The killings of two unarmed black men by white police officers in Ferguson, Missouri, and in New York City this summer touched off protests and a national debate over police conduct that intensified after grand juries declined to indict the officers.
Tensions escalated further after two New York Police Department officers were killed last month by a man who suggested in online posts their slayings were in retaliation for the deaths of Michael Brown in Ferguson, a St. Louis suburb, and of Eric Garner in New York. The gunman, who was black, committed suicide.
Some key developments amid the tension between police and communities:
POLICE SHOOTING ARRAIGNMENTS
New York City prosecutors say one man has been charged with attempted murder and another with burglary in a bodega robbery and shootout in which two police officers were wounded.
The men were arraigned Wednesday. A criminal complaint says one man shot an officer in his elbow and back and shot the other officer in his arm and chest Monday. It says he then forced people out of a car at gunpoint before crashing it blocks away.
Another complaint says the other man used a gun to rob the store's cash register.
The men were arrested Tuesday.
NYPD officials praised five officers for choosing to respond to the robbery report even though their shifts had ended.
The wounded officers were hospitalized, and one has been released.
MAN ACCUSED OF TERRORISTIC THREATS
Authorities say they've arrested a man who crashed his car into two parked vehicles and a Port Authority of New York and New Jersey police car and then made anti-police statements.
Port Authority spokesman Joe Pentangelo says the man claimed he had smoked PCP and "wanted to take out a police officer" Wednesday night near the Holland Tunnel.
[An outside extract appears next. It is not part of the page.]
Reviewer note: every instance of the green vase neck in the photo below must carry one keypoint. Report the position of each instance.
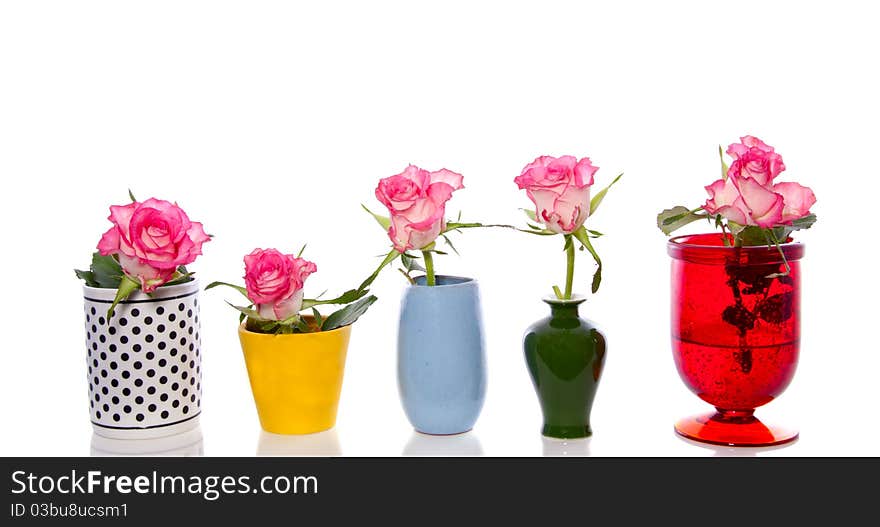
(564, 308)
He says officers found what appeared to be synthetic marijuana in the car.
The man was arrested on charges of attempted aggravated assault, terroristic threats and reckless driving. He's been hospitalized.
PROTESTORS DISRUPT LEGISLATIVE SESSION
The start of Missouri's legislative session was interrupted Wednesday by demonstrators who chanted and unfurled banners in the Senate while protesting Brown's shooting.
Republican Lt. Gov. Peter Kinder, who was presiding over the chamber, said demonstrators were violating Senate rules of decorum and ordered proceedings suspended while police cleared people from the visitors' galleries. The Senate resumed after about 30 minutes. No one was arrested.
Demonstrators vowed to return to the Capitol throughout this year's session as lawmakers consider numerous bills stemming from the Aug. 9 shooting.
"Our hope is they take what we did seriously," said a protest leader, Kayla Reed, of the Organization for Black Struggle.
Demonstrators distributed a 28-point plan for changes to police practices, including anti-racism training, greater citizen oversight of police agencies and an end to the police acquisition of military-grade equipment.
The officer who killed Brown said he couldn't have done anything differently in their confrontation, and he resigned.
TRAFFIC STOP SHOOTING RULED JUSTIFIED
A Montana police officer was justified in shooting and killing an unarmed man during a traffic stop, a coroner's inquest has determined. A jury delivered its decision Wednesday.
Billings police Officer Grant Morrison had testified he feared for his life when he fired the three shots that killed Richard Ramirez.
Morrison said he became convinced Ramirez had a gun after Ramirez reached for his waistband during their brief encounter last April.
Police video showed Morrison repeatedly ordered Ramirez and other occupants of the vehicle to raise their hands. Morrison said Ramirez dropped his left hand to his side, out of his view, and "started to jiggle it up and down."
"I knew in that moment, which later was determined to be untrue, but I knew in that moment that he was reaching for a gun," Morrison said. "I couldn't take that risk. ... I wanted to see my son grow up."
The person sitting next to Ramirez said Ramirez was trying to unbuckle his seatbelt when he was shot.
Ramirez's family wanted criminal charges against Morrison and said the half-Mexican Ramirez was a victim of racial profiling. They said they intend to file a lawsuit.